Listen To These Eerie 'X-Files' Sounds Recorded At The Edge Of Space

LISTEN: Eerie 'X-Files' Sounds Recorded At The Edge Of Space

What does the edge of space sound like? Pretty darn strange. Just have a listen to these acoustic signals recorded in the stratosphere some 22 miles above Earth's surface (above).

At frequencies below 20 hertz, these so-called "infrasounds" are too low for the human ear to hear. But sped up by a factor of 1,000, they sound "kind of like 'The X-Files,'" Daniel Bowman, a graduate student in geophysics at the University of North Carolina at Chapel Hill and the leader of the recording effort, told Live Science.

Up, up, and away. For the research, conducted as part of NASA's High Altitude Student Platform program, Bowman attached microphones to a helium balloon and then sent it on a 9-hour flight above New Mexico and Arizona, according to Live Science. The flight took place on Aug. 9, 2014.

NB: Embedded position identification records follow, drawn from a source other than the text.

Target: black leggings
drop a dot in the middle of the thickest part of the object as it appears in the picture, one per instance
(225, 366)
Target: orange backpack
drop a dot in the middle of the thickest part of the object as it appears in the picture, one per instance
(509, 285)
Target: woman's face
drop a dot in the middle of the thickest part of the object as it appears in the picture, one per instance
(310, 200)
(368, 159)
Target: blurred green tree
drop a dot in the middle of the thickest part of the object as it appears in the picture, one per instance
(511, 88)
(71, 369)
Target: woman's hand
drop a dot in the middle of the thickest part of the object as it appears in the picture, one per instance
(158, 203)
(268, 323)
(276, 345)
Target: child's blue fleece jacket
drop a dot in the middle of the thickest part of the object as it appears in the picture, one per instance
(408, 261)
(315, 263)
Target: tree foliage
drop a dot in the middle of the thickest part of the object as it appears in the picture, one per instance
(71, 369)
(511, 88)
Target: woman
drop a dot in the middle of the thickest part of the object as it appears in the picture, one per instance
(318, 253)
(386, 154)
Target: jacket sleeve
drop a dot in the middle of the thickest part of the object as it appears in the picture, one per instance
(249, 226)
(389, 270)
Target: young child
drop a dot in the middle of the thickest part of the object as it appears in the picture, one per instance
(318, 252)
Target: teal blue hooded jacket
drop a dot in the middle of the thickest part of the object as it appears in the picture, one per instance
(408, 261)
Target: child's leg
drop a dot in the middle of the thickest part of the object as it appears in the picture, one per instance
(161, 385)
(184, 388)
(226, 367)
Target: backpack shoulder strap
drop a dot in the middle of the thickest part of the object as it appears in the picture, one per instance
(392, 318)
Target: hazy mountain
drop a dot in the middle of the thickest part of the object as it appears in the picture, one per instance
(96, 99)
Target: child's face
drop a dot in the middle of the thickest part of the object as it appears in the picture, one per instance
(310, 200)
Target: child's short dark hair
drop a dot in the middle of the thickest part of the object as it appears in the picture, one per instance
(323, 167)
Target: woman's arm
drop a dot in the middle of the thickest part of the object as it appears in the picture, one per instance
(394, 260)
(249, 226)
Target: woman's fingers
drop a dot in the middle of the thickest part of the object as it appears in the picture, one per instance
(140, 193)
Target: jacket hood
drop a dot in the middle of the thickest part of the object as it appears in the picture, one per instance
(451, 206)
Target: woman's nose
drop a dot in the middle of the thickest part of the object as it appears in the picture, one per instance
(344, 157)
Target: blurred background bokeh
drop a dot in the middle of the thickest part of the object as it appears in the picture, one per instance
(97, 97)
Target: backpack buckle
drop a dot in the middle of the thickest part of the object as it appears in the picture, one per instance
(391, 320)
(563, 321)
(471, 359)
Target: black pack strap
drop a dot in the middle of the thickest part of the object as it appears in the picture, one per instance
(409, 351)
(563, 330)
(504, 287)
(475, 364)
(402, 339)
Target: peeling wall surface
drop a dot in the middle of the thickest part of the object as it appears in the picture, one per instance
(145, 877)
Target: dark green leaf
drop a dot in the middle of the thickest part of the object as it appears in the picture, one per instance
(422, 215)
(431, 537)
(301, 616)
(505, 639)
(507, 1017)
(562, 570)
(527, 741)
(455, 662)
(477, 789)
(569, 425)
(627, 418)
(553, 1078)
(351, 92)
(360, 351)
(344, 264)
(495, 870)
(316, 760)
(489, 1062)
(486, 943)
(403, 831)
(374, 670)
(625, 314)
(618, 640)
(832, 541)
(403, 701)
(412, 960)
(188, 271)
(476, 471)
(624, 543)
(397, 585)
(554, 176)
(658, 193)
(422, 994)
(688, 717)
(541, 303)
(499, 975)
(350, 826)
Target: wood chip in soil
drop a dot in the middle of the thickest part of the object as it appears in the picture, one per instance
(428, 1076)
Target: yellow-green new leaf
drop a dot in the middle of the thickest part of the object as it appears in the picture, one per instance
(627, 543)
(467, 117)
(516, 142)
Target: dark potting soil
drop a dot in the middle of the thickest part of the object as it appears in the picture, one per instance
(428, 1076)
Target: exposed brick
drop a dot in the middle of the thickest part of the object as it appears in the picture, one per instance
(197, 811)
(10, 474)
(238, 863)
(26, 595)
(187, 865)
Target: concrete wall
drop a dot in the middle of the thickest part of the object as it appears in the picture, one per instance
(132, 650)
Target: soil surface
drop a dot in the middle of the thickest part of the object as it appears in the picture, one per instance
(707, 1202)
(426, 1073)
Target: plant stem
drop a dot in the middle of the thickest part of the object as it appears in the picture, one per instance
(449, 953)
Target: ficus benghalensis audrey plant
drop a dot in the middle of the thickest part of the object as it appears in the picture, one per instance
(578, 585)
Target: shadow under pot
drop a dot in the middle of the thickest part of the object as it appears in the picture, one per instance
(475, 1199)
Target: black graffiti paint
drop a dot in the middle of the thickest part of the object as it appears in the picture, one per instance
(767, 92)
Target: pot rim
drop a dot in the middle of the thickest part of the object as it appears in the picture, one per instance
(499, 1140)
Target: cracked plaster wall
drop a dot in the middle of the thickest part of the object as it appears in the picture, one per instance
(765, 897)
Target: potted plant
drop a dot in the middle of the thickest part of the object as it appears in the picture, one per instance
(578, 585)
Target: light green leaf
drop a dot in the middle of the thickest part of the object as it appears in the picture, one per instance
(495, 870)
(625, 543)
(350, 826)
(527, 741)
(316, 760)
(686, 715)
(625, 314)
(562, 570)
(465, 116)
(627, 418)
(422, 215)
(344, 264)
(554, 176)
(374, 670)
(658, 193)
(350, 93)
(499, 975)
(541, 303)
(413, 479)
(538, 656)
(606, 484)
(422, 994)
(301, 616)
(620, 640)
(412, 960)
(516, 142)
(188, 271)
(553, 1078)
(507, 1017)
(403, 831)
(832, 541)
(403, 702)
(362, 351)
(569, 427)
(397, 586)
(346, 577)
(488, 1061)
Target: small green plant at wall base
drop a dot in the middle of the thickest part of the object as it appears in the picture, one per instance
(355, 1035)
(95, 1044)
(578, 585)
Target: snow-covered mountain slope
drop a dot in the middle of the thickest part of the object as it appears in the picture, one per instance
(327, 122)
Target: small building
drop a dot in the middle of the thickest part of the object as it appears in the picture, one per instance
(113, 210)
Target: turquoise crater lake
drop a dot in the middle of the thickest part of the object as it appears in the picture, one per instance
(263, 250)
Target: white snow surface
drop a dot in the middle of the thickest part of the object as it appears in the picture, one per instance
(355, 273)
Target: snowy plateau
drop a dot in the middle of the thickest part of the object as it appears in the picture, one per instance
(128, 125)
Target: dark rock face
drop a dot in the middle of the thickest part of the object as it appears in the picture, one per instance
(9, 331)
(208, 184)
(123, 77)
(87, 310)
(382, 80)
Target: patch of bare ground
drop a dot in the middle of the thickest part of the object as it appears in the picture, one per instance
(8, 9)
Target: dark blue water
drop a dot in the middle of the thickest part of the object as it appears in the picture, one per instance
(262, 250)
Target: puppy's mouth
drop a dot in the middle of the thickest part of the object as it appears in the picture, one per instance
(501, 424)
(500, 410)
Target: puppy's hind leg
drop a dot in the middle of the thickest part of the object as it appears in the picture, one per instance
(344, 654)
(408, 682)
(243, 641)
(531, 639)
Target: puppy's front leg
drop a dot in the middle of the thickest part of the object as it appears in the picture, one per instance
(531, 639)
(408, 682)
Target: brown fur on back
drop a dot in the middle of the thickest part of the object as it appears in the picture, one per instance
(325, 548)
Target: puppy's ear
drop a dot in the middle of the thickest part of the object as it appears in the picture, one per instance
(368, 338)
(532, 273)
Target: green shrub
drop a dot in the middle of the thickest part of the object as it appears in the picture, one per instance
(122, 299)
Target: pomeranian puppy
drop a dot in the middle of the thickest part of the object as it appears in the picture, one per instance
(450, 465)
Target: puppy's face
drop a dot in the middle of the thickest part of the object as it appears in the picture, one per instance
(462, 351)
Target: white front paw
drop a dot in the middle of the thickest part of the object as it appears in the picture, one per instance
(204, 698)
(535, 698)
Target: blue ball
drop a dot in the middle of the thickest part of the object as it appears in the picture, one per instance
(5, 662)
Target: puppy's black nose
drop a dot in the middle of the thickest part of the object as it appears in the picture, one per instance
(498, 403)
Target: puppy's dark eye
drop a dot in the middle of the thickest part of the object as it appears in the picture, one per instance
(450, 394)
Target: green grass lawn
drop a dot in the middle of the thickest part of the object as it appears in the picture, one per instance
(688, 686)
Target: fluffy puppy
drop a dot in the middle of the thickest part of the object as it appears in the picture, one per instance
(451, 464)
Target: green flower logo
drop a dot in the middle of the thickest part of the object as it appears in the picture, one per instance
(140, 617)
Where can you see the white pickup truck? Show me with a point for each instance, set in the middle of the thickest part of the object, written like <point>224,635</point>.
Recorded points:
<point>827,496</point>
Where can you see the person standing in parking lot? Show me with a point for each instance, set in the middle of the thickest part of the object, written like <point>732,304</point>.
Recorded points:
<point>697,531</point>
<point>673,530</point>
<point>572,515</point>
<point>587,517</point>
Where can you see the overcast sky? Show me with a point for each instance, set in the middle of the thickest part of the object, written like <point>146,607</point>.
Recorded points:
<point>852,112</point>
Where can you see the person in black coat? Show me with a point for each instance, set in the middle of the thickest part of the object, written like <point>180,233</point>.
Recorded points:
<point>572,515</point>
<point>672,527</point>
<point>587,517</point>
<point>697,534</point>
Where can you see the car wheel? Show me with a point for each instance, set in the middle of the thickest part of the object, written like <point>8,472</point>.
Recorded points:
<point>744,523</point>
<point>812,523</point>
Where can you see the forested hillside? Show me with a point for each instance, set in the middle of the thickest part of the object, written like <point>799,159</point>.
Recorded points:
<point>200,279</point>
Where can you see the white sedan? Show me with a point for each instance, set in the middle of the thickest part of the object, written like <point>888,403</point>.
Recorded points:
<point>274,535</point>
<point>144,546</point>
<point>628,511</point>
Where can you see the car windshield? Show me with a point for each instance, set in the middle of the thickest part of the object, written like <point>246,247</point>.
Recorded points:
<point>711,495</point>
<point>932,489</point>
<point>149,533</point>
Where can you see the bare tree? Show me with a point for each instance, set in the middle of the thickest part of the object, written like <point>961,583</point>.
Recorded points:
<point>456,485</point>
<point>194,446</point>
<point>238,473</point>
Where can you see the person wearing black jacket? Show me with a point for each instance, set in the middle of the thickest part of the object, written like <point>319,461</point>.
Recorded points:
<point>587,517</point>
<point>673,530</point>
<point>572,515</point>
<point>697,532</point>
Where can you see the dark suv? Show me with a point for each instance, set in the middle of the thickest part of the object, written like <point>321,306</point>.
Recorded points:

It's not the first time recordings of atmospheric infrasound have been made. But in many previous efforts, the recordings were made on the ground -- and extraneous noise was a problem.

"I decided to try putting microphones on balloons to reduce the wind noise (the balloon moves at the same speed as the wind) and to see if I could find sounds that don't make it down to Earth," Bowman told The Huffington Post in an email.

Decoding the mystery. As for what the new stratospheric sounds could be, Bowman and his colleagues are still working to interpret them -- though they do have some guesses.

"We think that they are probably a combination of thing happening far away (commercial aircraft, waves in the Atlantic ocean, air turbulence, even air conditioners in buildings) and things happening nearby (cables vibrating on the balloon and cosmic rays hitting the sensor)," he said in the email.

If you were hoping the signals might be evidence of aliens, you're out of luck.

"There is no evidence to suggest that these signals are from extraterrestrial sources," Bowman said. "Sound cannot travel through space, so whatever is generating it must be located within about 140 km (approximately 90 miles) of the Earth's surface."

The research was presented in Pasadena, Calif. on April 23 at the annual meeting of the Seismological Society of America.